A minha casa faz barulhos. Eu sempre morei em apartamentos, agora moro numa casa-casa. E as casas fazem barulhos, rangem. Estalam. Eu não fazia a mínima ideia. Nos apartamentos há toda uma miríade de ruídos quotidianos, mas são barulhos previsíveis, normais para mim, rato de apartamento que sempre fui. Passos agudos de cão no andar de cima, aquele barulho tricotado, picotado, sincopado do canídeo naquela sua ciranda doméstica. Os previsíveis ruídos humanos: vozes, conversas, discussões, quase sempre com aquela voz da professora do Charlie Brown, um linguajar de palavras impercetíveis mas que se percebem. Autoclismos, maquinaria doméstica no seu ronco diário de resistência e labor, lavar, secar, voltar a lavar, voltar a secar, aquela resiliência teimosa e resignada de máquina. Mas as casas estalam, rangem, as paredes mexem-se, o telhado faz crack de vez em quando. Eu não fazia ideia, não me habituei ainda.
As pessoas de casas dizem que é assim, eu não fazia mesmo ideia nenhuma. Não estou acostumado. Parece a terra a reclamar este amontoado de pedra e betão todo de volta a si. Dá a ideia de que se uma pessoa se distraísse por uns tempos encontraria a casa engolida por raízes, árvores a furar a taco do chão, trepadeiras a medrar pelas frechas do microcimento estalado do chão da cozinha, elefantes a passear na sala, osgas a devorar nacos de parede, símios pendurados em candeeiros numa azáfama de selva densa. Esta casa ainda por cima tem sótão. Ficámos uns dias sem lá ir e um tapete de Arraiolos foi devorado por traças.
Estamos numa luta. Viver numa casa é uma experiência amazónica. A casa está assente em chão. Em terra, mesmo. Passam lençóis freáticos por baixo, rios de lama. Um dia destes acordo devorado por formigas.

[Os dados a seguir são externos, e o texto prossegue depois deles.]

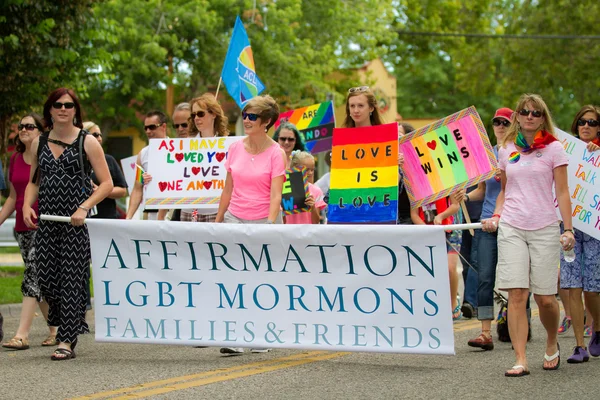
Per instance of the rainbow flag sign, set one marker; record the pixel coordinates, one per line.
(452, 153)
(316, 123)
(364, 175)
(239, 72)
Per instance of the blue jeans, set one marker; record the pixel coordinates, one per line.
(468, 252)
(487, 259)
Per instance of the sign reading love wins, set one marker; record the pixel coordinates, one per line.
(450, 154)
(187, 173)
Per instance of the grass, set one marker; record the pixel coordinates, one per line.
(10, 285)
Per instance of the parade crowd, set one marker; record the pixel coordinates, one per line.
(59, 168)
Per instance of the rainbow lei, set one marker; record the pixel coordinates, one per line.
(540, 140)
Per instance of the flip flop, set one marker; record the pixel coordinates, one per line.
(552, 358)
(523, 372)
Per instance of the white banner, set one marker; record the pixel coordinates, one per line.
(187, 173)
(128, 165)
(323, 287)
(584, 184)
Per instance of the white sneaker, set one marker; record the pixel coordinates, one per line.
(260, 350)
(232, 351)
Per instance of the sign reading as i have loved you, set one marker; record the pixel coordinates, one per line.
(187, 173)
(450, 154)
(364, 175)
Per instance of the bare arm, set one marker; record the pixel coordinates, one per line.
(135, 198)
(225, 198)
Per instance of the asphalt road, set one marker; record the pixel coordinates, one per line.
(103, 371)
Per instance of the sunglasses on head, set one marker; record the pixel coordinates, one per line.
(535, 113)
(591, 122)
(501, 121)
(250, 116)
(28, 127)
(58, 105)
(199, 114)
(151, 127)
(358, 89)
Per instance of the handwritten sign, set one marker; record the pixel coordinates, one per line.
(452, 153)
(295, 191)
(316, 123)
(584, 184)
(187, 173)
(364, 175)
(128, 166)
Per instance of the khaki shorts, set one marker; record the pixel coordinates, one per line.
(528, 259)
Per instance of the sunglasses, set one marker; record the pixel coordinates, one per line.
(152, 127)
(250, 116)
(591, 122)
(499, 121)
(358, 89)
(200, 114)
(535, 113)
(28, 127)
(58, 105)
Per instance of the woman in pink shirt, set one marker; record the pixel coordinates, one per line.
(19, 170)
(531, 162)
(255, 175)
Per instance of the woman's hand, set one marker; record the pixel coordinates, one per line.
(78, 217)
(29, 216)
(567, 239)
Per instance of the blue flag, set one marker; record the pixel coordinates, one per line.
(239, 74)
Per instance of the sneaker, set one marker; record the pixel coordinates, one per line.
(564, 326)
(232, 351)
(594, 344)
(468, 310)
(580, 355)
(483, 342)
(260, 350)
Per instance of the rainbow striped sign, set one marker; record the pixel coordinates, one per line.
(364, 175)
(316, 123)
(452, 153)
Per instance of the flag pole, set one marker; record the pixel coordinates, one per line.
(219, 86)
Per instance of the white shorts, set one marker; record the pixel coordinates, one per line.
(528, 259)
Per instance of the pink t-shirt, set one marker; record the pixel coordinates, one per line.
(252, 175)
(529, 201)
(306, 217)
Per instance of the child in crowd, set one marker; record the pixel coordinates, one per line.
(303, 159)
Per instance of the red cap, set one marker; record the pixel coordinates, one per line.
(505, 113)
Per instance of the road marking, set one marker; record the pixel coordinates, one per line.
(200, 375)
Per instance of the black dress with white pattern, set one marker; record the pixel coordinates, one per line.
(63, 250)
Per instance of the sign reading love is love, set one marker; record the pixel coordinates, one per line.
(450, 154)
(187, 173)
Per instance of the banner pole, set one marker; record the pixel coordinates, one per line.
(219, 86)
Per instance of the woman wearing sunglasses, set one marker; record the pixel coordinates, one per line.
(63, 186)
(255, 175)
(531, 161)
(19, 168)
(289, 139)
(583, 274)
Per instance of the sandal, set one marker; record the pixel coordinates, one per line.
(523, 372)
(50, 341)
(552, 358)
(62, 354)
(17, 344)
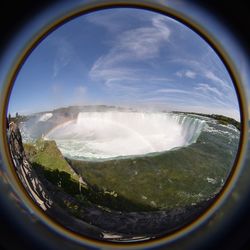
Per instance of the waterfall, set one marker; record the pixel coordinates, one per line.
(120, 133)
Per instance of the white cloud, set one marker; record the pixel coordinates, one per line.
(190, 74)
(187, 73)
(211, 76)
(206, 88)
(64, 54)
(132, 46)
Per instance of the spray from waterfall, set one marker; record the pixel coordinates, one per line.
(113, 133)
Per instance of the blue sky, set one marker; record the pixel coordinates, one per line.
(124, 57)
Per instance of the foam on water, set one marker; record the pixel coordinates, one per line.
(113, 133)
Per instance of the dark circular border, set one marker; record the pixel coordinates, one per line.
(212, 41)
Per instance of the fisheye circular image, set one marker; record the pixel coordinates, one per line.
(123, 125)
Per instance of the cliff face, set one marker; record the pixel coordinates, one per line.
(87, 218)
(24, 170)
(43, 196)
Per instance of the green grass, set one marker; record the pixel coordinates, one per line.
(46, 154)
(172, 179)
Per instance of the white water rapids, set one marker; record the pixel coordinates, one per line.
(110, 134)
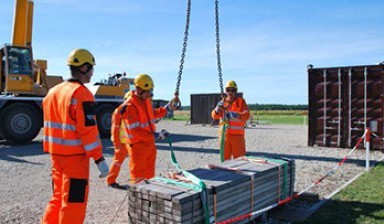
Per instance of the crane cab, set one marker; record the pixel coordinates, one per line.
(16, 70)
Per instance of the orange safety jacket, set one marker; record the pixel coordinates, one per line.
(139, 119)
(115, 129)
(235, 125)
(69, 121)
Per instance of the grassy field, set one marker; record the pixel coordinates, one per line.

A Natureza manda os seus exércitos e a nossa vida doméstica resume-se a resistir. Todos aspiramos o céu, mas antes há que aspirar o chão. Tudo há de passar um dia, mas há que passar o tempo, há que passar um pano. Todos os dias, todos os dias. Passa-se a esfregona, esfrega-se os olhos e há que passar a esfregona outra vez. A erosão dos tempos lima as arestas todas, o pó chama tudo para si. É a maneira de a terra se limpar a si própria. Tragar tudo. A terra tudo há de comer, esta casa não será exceção. Mas não durante a minha vigia. Viver é resistir. Eu não vou desistir assim. A minha filha tem um ano e pouco e não tem qualquer tipo de consideração por esta batalha teimosa, constante, contra a entropia do mundo. Do alto da sua cadeira asperge migalhas, detritos, estilhaços de ordem vária. Lixo orgânico que se enfia por entre as fibras entrelaçadas do tapete que a mãe dela e eu comprámos em Marrocos, numa negociação implacável de que apenas a minha mulher seria capaz, eu jamais, e por tudo isto já se intui que andei há pouco de rabo para o ar a aspirar migalhada do chão, enquanto se ouviu um estalido assustador que não sei agora precisar se seria o telhado se seria um vértebra das minhas.